Recipes, Vegetarian

There is a certain holy braai trinity in boerewors, putu pap and chakalaka, and it’s a cornerstone of South Africa’s cultural and culinary heritage. As with braaing boerewors and making putu pap, chakalaka is pretty straightforward to make, and very tasty to eat. Also, as with boerewors and putu pap, there are thousands, if not millions of recipes in South Africa. This is my take on the famous dish


  • 3 tots olive oil
  • 3 onions (chopped)
  • 3 garlic cloves (crushed and chopped)
  • 1 tsp fresh ginger (grated)
  • 2 fresh chillies (chopped)
  • 3 bell peppers (any combination of green, yellow or red, seeded and chopped)
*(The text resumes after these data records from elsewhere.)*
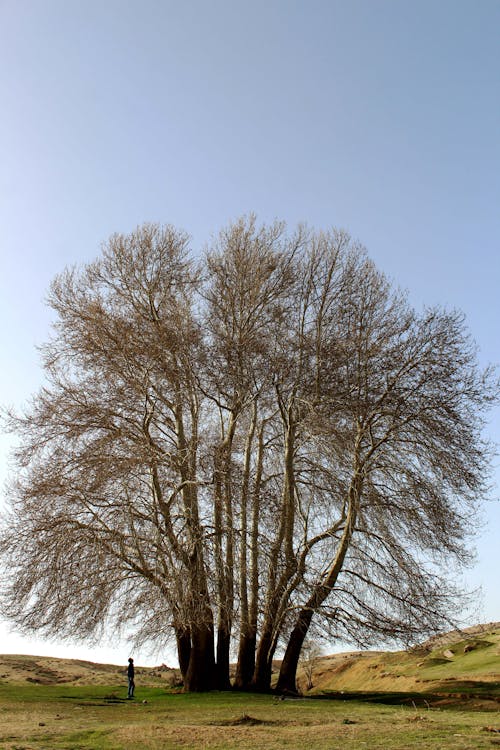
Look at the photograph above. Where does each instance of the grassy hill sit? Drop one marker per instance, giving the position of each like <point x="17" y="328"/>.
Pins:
<point x="467" y="662"/>
<point x="47" y="670"/>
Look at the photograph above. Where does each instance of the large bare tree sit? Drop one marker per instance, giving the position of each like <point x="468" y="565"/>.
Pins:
<point x="237" y="450"/>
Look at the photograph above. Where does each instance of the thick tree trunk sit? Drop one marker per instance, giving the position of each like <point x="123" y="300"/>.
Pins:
<point x="223" y="681"/>
<point x="261" y="680"/>
<point x="183" y="638"/>
<point x="200" y="674"/>
<point x="246" y="661"/>
<point x="288" y="671"/>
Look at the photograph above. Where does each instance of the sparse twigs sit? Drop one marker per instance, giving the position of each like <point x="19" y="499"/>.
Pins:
<point x="231" y="450"/>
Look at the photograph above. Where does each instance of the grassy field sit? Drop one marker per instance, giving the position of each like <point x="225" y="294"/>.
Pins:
<point x="81" y="717"/>
<point x="445" y="696"/>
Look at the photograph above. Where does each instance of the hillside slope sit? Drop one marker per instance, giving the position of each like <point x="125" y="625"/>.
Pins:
<point x="47" y="670"/>
<point x="467" y="662"/>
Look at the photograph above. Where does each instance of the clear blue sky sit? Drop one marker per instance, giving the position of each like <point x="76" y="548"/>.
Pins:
<point x="378" y="116"/>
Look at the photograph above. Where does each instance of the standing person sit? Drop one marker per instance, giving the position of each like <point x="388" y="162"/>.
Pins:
<point x="130" y="675"/>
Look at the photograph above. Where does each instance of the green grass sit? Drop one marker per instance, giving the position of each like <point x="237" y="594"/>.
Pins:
<point x="60" y="717"/>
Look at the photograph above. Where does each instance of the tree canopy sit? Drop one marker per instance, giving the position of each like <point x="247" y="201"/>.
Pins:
<point x="233" y="449"/>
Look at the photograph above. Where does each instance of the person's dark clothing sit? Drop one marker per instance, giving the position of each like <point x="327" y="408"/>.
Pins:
<point x="131" y="682"/>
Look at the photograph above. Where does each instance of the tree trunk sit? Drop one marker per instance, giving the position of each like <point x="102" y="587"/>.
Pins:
<point x="261" y="680"/>
<point x="223" y="681"/>
<point x="183" y="638"/>
<point x="200" y="674"/>
<point x="246" y="660"/>
<point x="288" y="671"/>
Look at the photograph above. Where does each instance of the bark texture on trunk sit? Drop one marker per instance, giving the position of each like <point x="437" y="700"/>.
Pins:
<point x="200" y="674"/>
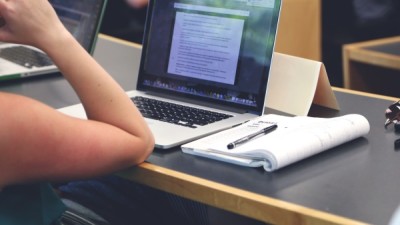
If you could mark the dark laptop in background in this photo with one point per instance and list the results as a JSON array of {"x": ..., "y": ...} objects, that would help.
[
  {"x": 81, "y": 17},
  {"x": 205, "y": 63}
]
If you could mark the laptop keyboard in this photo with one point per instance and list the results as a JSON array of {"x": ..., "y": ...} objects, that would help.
[
  {"x": 25, "y": 57},
  {"x": 177, "y": 114}
]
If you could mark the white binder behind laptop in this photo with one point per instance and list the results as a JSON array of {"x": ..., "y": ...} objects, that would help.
[
  {"x": 81, "y": 17},
  {"x": 212, "y": 55}
]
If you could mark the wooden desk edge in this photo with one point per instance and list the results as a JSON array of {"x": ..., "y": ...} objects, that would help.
[{"x": 239, "y": 201}]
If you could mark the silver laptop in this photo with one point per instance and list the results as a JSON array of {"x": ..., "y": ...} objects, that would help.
[
  {"x": 81, "y": 17},
  {"x": 205, "y": 63}
]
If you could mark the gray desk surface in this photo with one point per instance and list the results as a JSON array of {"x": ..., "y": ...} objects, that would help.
[{"x": 359, "y": 180}]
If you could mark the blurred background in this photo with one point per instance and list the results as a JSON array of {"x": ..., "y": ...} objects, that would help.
[{"x": 313, "y": 29}]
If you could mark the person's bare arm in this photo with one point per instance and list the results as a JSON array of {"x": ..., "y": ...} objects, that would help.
[{"x": 39, "y": 143}]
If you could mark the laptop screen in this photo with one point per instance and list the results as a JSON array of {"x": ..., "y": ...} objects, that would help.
[
  {"x": 81, "y": 18},
  {"x": 214, "y": 50}
]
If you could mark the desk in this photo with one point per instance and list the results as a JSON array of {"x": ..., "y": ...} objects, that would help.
[
  {"x": 373, "y": 66},
  {"x": 356, "y": 183}
]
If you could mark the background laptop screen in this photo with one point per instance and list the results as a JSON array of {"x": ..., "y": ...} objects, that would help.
[
  {"x": 217, "y": 50},
  {"x": 81, "y": 18}
]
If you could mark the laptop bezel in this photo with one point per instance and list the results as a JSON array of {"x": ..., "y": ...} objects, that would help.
[{"x": 262, "y": 94}]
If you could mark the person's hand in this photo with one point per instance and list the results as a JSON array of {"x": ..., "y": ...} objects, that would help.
[
  {"x": 137, "y": 3},
  {"x": 32, "y": 22}
]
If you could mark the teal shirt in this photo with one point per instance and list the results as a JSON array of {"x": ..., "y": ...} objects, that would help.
[{"x": 34, "y": 204}]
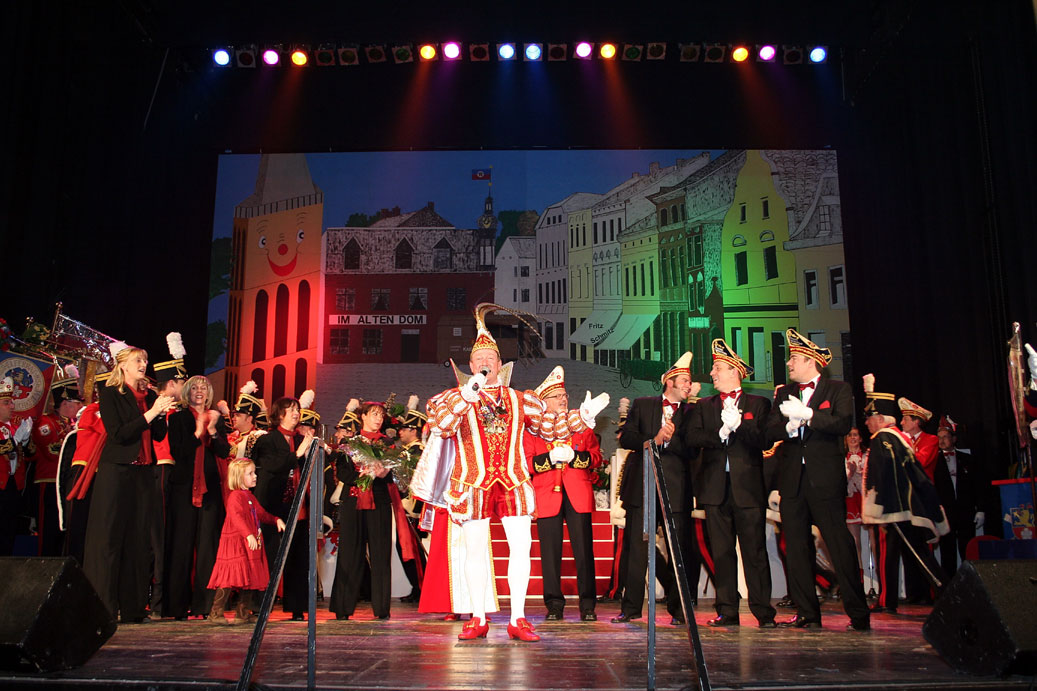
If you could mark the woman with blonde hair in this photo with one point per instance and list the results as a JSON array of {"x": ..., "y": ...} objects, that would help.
[
  {"x": 198, "y": 442},
  {"x": 116, "y": 551}
]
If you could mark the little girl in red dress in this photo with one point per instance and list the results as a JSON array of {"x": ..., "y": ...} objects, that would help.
[{"x": 241, "y": 562}]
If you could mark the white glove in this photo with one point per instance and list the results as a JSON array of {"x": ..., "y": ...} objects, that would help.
[
  {"x": 590, "y": 408},
  {"x": 23, "y": 432},
  {"x": 1032, "y": 361},
  {"x": 470, "y": 391},
  {"x": 731, "y": 415},
  {"x": 561, "y": 454}
]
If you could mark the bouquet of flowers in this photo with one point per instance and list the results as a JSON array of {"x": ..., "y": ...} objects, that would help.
[{"x": 368, "y": 454}]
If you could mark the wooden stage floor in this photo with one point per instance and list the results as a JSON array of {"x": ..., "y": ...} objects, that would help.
[{"x": 413, "y": 651}]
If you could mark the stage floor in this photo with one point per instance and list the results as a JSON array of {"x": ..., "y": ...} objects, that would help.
[{"x": 413, "y": 651}]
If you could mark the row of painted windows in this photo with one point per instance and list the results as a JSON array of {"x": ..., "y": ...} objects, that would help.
[
  {"x": 403, "y": 255},
  {"x": 345, "y": 299}
]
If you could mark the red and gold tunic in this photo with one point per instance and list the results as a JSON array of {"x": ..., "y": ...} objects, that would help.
[
  {"x": 48, "y": 434},
  {"x": 488, "y": 474}
]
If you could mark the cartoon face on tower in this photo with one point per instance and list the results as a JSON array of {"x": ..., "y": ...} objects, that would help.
[{"x": 281, "y": 238}]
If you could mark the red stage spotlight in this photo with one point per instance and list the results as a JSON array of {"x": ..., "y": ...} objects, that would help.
[
  {"x": 451, "y": 51},
  {"x": 690, "y": 52},
  {"x": 656, "y": 51},
  {"x": 715, "y": 53}
]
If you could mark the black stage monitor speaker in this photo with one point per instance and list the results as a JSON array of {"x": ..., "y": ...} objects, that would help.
[
  {"x": 51, "y": 617},
  {"x": 985, "y": 622}
]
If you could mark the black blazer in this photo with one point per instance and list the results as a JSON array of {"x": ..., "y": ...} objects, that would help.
[
  {"x": 183, "y": 445},
  {"x": 275, "y": 461},
  {"x": 124, "y": 424},
  {"x": 819, "y": 450},
  {"x": 744, "y": 448},
  {"x": 643, "y": 422}
]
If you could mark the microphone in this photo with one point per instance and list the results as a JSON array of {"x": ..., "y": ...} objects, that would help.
[{"x": 484, "y": 371}]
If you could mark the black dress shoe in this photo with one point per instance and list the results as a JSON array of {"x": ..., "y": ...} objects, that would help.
[
  {"x": 884, "y": 610},
  {"x": 800, "y": 623},
  {"x": 623, "y": 618}
]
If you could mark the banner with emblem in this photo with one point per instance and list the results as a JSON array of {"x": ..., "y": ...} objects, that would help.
[{"x": 32, "y": 381}]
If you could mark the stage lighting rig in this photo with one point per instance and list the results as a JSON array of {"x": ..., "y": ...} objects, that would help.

  • 4 carrots (peeled and grated or chopped)
  • 2 bay leaves
  • 1 tot medium curry powder
  • 1 tot paprika
  • 1 tin chopped tomatoes
  • 1 sachet (50g)tomato paste
  • 1 tin baked beans
  • salt and pepper (to taste)
  • fresh coriander (to serve)


  1. Heat the oil in your potjie and fry the onion until translucent.
  2. Next, add the garlic, ginger, chilli, peppers, carrots and bay leaves, and just toss with the onions.
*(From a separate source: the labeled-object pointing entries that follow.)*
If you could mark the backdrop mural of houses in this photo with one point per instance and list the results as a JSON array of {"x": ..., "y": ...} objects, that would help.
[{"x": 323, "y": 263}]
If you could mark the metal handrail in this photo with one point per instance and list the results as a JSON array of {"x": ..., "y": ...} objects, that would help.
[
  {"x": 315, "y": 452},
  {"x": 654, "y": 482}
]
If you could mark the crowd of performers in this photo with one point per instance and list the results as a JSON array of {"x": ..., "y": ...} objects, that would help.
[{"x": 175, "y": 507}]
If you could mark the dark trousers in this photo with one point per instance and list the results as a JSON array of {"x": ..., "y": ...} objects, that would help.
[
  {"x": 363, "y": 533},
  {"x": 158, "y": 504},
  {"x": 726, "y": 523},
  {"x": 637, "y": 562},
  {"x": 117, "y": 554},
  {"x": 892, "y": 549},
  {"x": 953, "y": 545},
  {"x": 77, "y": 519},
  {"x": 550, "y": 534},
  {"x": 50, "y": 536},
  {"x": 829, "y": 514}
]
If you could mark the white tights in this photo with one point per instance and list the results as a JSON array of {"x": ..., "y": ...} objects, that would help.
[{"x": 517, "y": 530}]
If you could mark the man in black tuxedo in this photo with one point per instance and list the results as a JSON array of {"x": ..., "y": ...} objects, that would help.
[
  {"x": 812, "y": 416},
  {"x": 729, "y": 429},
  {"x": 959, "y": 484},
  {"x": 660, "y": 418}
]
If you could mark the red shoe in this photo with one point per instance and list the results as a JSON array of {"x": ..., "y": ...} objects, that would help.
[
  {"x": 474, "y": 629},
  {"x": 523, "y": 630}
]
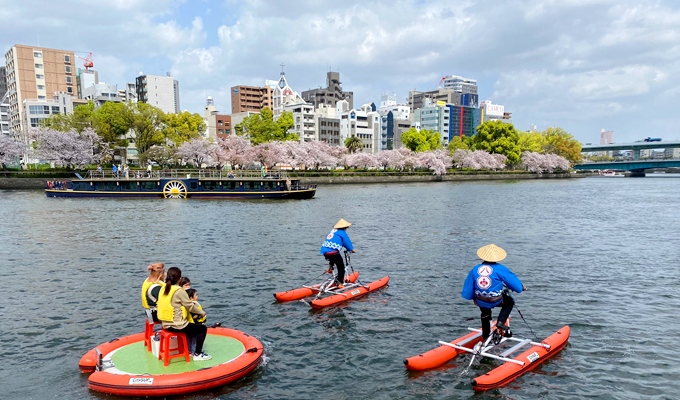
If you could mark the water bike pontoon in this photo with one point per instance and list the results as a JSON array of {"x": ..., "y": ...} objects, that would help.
[
  {"x": 496, "y": 347},
  {"x": 182, "y": 184},
  {"x": 126, "y": 367},
  {"x": 327, "y": 293}
]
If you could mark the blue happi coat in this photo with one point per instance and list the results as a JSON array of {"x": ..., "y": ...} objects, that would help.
[
  {"x": 335, "y": 241},
  {"x": 486, "y": 280}
]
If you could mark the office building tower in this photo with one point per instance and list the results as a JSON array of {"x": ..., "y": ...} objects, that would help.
[
  {"x": 36, "y": 73},
  {"x": 159, "y": 91},
  {"x": 330, "y": 95},
  {"x": 250, "y": 98}
]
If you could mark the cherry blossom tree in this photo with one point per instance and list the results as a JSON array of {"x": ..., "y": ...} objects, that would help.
[
  {"x": 10, "y": 149},
  {"x": 361, "y": 159},
  {"x": 197, "y": 152},
  {"x": 437, "y": 161},
  {"x": 68, "y": 148},
  {"x": 238, "y": 150},
  {"x": 320, "y": 154},
  {"x": 269, "y": 153}
]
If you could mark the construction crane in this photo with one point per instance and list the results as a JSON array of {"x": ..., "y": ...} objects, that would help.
[{"x": 88, "y": 61}]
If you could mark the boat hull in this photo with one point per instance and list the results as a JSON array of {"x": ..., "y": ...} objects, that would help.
[
  {"x": 508, "y": 372},
  {"x": 296, "y": 194},
  {"x": 173, "y": 383},
  {"x": 442, "y": 354},
  {"x": 297, "y": 294},
  {"x": 350, "y": 294}
]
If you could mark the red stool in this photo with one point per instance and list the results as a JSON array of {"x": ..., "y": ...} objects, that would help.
[
  {"x": 148, "y": 333},
  {"x": 164, "y": 350}
]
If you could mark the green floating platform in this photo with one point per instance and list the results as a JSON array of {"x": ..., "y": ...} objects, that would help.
[{"x": 136, "y": 359}]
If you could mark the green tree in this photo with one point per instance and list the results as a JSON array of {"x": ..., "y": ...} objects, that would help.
[
  {"x": 423, "y": 140},
  {"x": 560, "y": 142},
  {"x": 353, "y": 144},
  {"x": 148, "y": 122},
  {"x": 457, "y": 143},
  {"x": 499, "y": 138},
  {"x": 112, "y": 120},
  {"x": 530, "y": 141},
  {"x": 183, "y": 127},
  {"x": 261, "y": 128}
]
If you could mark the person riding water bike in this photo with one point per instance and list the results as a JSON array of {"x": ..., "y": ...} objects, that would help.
[
  {"x": 484, "y": 285},
  {"x": 331, "y": 247}
]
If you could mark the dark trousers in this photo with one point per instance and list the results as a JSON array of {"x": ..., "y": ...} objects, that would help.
[
  {"x": 336, "y": 259},
  {"x": 196, "y": 332},
  {"x": 506, "y": 308}
]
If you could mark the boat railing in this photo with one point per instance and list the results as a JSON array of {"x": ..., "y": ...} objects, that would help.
[{"x": 186, "y": 173}]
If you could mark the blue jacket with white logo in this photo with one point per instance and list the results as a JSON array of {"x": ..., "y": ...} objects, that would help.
[
  {"x": 335, "y": 241},
  {"x": 486, "y": 281}
]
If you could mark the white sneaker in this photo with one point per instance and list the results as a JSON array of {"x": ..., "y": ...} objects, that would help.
[{"x": 202, "y": 357}]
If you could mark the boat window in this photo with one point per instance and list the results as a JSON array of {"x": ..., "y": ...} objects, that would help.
[
  {"x": 149, "y": 186},
  {"x": 251, "y": 185},
  {"x": 230, "y": 185},
  {"x": 211, "y": 185},
  {"x": 128, "y": 186}
]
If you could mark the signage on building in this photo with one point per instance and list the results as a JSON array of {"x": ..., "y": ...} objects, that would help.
[{"x": 494, "y": 110}]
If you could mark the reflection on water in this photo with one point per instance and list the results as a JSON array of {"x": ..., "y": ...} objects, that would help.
[{"x": 598, "y": 254}]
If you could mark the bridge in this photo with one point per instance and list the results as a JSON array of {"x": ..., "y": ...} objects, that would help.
[
  {"x": 636, "y": 166},
  {"x": 636, "y": 147}
]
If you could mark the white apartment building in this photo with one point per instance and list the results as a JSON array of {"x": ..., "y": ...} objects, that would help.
[
  {"x": 159, "y": 91},
  {"x": 363, "y": 123},
  {"x": 100, "y": 93},
  {"x": 282, "y": 95},
  {"x": 327, "y": 125},
  {"x": 304, "y": 122}
]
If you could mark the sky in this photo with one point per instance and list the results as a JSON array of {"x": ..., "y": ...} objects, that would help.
[{"x": 583, "y": 65}]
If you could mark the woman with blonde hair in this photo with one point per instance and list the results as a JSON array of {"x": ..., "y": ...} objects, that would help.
[{"x": 152, "y": 287}]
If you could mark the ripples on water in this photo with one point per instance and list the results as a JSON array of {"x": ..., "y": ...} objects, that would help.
[{"x": 600, "y": 255}]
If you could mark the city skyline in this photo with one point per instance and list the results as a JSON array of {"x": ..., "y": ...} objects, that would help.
[{"x": 577, "y": 65}]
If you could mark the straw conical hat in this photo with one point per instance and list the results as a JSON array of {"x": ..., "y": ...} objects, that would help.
[
  {"x": 491, "y": 253},
  {"x": 342, "y": 224}
]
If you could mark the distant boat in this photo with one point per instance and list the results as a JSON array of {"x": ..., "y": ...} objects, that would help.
[{"x": 180, "y": 184}]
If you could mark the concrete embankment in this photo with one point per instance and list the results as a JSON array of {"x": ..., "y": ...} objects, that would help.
[
  {"x": 39, "y": 183},
  {"x": 323, "y": 180}
]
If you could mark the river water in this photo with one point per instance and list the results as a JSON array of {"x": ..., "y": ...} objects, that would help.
[{"x": 598, "y": 254}]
  3. Now add the curry powder and paprika, then fry for another minute to toast the spices but proceed to the next step before things burn.
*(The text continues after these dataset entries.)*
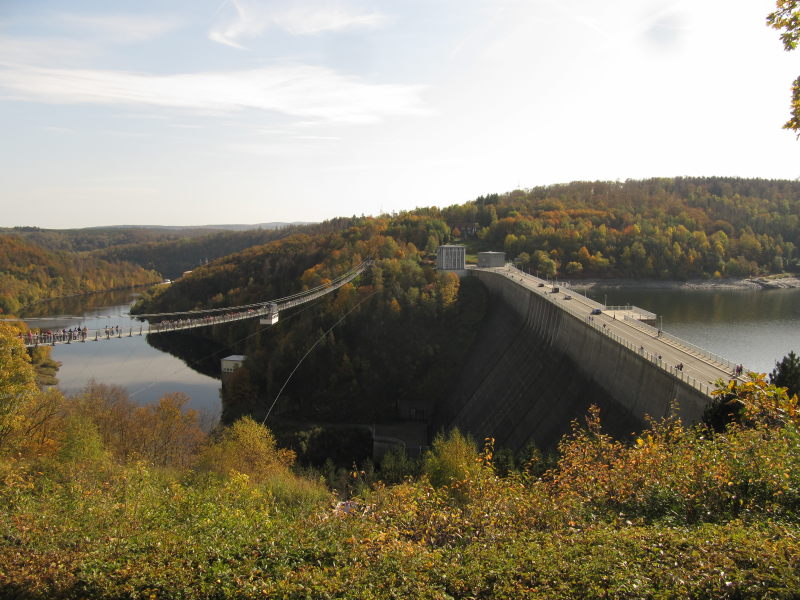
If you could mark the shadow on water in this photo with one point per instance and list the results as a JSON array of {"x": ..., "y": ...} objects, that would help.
[{"x": 198, "y": 353}]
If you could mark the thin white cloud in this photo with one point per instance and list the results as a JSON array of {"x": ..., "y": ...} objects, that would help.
[
  {"x": 307, "y": 92},
  {"x": 121, "y": 28},
  {"x": 252, "y": 19},
  {"x": 43, "y": 50}
]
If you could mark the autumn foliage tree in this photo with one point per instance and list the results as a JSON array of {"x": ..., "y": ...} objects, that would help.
[{"x": 786, "y": 19}]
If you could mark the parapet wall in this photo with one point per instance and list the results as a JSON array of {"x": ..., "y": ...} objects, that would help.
[{"x": 536, "y": 368}]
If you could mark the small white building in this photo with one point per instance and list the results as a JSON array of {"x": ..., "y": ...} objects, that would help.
[
  {"x": 451, "y": 257},
  {"x": 231, "y": 363},
  {"x": 491, "y": 259}
]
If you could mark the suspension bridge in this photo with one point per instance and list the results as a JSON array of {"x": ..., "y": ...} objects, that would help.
[{"x": 157, "y": 323}]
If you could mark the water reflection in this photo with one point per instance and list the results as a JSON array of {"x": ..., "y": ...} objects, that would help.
[
  {"x": 752, "y": 327},
  {"x": 146, "y": 372}
]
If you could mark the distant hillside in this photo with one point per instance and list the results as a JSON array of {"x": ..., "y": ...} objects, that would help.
[
  {"x": 29, "y": 273},
  {"x": 230, "y": 227},
  {"x": 664, "y": 228},
  {"x": 657, "y": 228},
  {"x": 195, "y": 247}
]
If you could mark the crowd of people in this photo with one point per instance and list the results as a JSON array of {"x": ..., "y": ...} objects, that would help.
[
  {"x": 171, "y": 324},
  {"x": 35, "y": 337}
]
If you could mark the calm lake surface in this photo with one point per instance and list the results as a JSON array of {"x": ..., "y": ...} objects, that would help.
[
  {"x": 145, "y": 372},
  {"x": 755, "y": 328},
  {"x": 752, "y": 327}
]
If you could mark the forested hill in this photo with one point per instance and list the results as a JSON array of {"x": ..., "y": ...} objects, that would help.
[
  {"x": 658, "y": 228},
  {"x": 400, "y": 350},
  {"x": 171, "y": 257},
  {"x": 29, "y": 273}
]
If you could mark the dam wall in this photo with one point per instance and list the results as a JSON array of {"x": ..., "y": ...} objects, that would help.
[{"x": 535, "y": 368}]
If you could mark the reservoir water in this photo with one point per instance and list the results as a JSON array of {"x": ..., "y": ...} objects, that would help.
[
  {"x": 752, "y": 327},
  {"x": 144, "y": 371}
]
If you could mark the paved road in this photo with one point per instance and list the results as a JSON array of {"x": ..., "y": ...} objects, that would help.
[{"x": 698, "y": 370}]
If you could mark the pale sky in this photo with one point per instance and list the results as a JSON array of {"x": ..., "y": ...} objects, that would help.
[{"x": 193, "y": 112}]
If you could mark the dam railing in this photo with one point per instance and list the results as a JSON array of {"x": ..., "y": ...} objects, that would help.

  4. Add the chopped tomatoes and tomato paste and mix well. Put the lid on the potjie and leave to simmer over medium to low heat for 30 minutes so the flavours can develop and the carrots and anything else that’s hard can cook soft.
  5. Add the beans, mix through and simmer for another 10 minutes.
  6. Taste and season with salt and pepper if you feel the need.
  7. Serve with fresh coriander, paired with putu pap and braaied boerewors.